Wednesday, May 4, 2011

Economics, Real Estate and the Supply of Land

As a general rule, economists relying on supply and demand curves without properly discussing the assumptions that sit underneath their graphs can be ignored.

Alan Evans' book Economics, Real Estate and the Supply of Land is an effort to refute Ricardian notions of land supply and rent, and offer an alternative neoclassical theory of land supply. The arguments in this book are taken by many who believe that reducing government involvement in town planning will decrease the price of housing. Evans’ reasoning is questionable to say the least, and supported by elaborate graphs with often biased assumptions and interpretations.

One of Evans’ aims is to refute the Ricardian proposition ‘that the price of land is high because the price of corn [read: houses] is high, and not vice versa’.
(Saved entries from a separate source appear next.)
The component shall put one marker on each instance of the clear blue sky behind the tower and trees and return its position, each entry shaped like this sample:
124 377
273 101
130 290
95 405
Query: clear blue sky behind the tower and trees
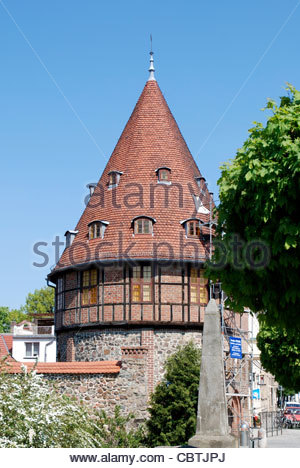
71 73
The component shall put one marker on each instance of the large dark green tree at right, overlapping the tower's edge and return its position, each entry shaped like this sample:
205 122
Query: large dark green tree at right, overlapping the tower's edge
259 199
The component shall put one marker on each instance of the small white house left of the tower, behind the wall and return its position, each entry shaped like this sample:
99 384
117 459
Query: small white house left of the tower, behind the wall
32 342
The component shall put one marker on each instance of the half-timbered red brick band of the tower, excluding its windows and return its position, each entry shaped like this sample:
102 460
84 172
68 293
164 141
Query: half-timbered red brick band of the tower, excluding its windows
170 298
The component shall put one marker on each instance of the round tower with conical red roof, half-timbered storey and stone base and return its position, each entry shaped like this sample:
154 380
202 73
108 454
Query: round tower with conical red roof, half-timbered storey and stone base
131 275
To do this he constructs a model economy with a fixed land supply where two agricultural uses compete for land – potatoes and corn. In the figure below we see his construction of this economy on the left, with demand for corn inverted so that the intersection of corn and potato demand determines the equilibrium share of land devoted to each crop, and the equilibrium rent of land at point A.

He then proceeds to add a demand shock to potatoes ‘for some reason’. The new blue line represents the new increased demand for potatoes which enables potato growers to bid up prices for land previously grown for corn and reduce the amount of land used to grow corn. He concludes with the following -

Now it is quite clear that the increase in the rent of land is not caused by the increase in the price of corn. Exactly the reverse is true. The price of corn has risen because the price of land has risen.
...
The rent for land is not solely determined by the demand for the product.
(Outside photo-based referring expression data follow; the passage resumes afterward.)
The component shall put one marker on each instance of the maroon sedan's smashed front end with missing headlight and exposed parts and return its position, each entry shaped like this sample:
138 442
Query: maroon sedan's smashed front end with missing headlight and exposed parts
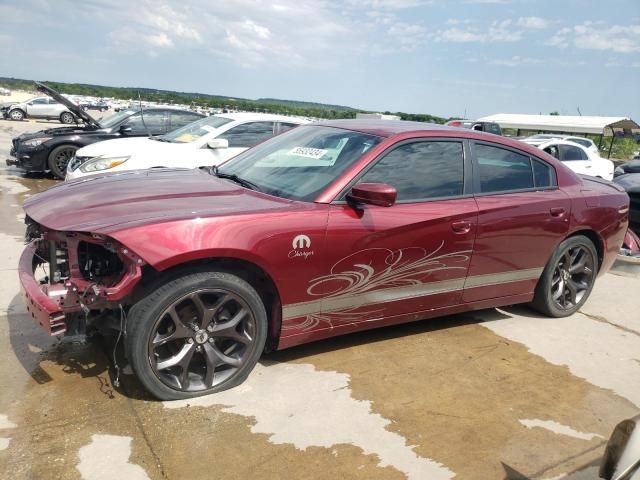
66 276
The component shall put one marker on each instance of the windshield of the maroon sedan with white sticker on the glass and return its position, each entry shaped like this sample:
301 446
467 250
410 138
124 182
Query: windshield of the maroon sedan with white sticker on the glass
302 162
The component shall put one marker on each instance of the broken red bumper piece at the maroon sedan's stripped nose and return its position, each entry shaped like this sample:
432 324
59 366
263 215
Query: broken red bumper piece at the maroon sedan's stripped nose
43 309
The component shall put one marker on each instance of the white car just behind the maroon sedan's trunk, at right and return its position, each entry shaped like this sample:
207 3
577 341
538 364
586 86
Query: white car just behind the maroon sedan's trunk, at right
578 158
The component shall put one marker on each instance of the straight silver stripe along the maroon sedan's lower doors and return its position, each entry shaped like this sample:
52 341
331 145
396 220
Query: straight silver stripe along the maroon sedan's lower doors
385 295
His conclusions are wrong.

First, it is still quite clear that at the new equilibrium the price of land for corn is still determined by the new higher price for corn. You could just as easily argue that every time a potato grower buys land from a corn grower he decreases the output of corn and the price of corn rises, thereby leading to an increase in the rents of land available for growing corn.

Second, he fails to notice that all he has done with the model is to demonstrate the inflation mechanism following an increase in money supply for one purpose. He increases total demand (potatoes plus corn) but shifts preferences towards potatoes so that corn demand is constant. The end result of his demand increase is to increase all prices in the model economy – potatoes, corn and rent.
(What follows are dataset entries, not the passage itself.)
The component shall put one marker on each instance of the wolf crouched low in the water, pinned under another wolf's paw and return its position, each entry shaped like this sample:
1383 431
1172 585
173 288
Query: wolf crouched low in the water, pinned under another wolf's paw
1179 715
Followers of Say would jump straight to this conclusion. You can’t simply increase total demand in the economy – demand is comprised of supply.

An actual demand shock, which models a change in preferences from corn to potatoes, is shown in the right hand side figure. You will notice that total demand remains constant and therefore the rents for this fixed quantity of land also remain constant.

So no, land rents do not determine prices. Prices determine rents.

Another example of poor reasoning is when Evans argues against a 100% land value tax. He argues that a tax of that nature would ‘freeze’ land development because there would be no incentive for a owner of agricultural land to sell his land to a developer for housing development, since he would not capture any of the value uplift. The rent achieved by the owner of the land will remain the same as when it is rented to the farmer – zero.

Yet in chapter 8 he argues that the value of land grows in anticipation of future higher value uses. In these cases, when the site is genuinely worth more as housing, the tax would be at a rate that reflects that higher value, and not the agricultural value. Therefore, the owner of the land will be facing a tax on the land value for housing while only receiving rents at agricultural values. As the city expands and the value of his land for housing surpasses the value for agriculture, he has a great incentive to sell or develop immediately to avoid losses.

Although I don’t support a 100% land value tax, I do support shifting the tax burden towards land and fixed rights to natural resources.

What we do learn from this book is that even the experts are prone to bias that affects their ability to apply objective logic and reason.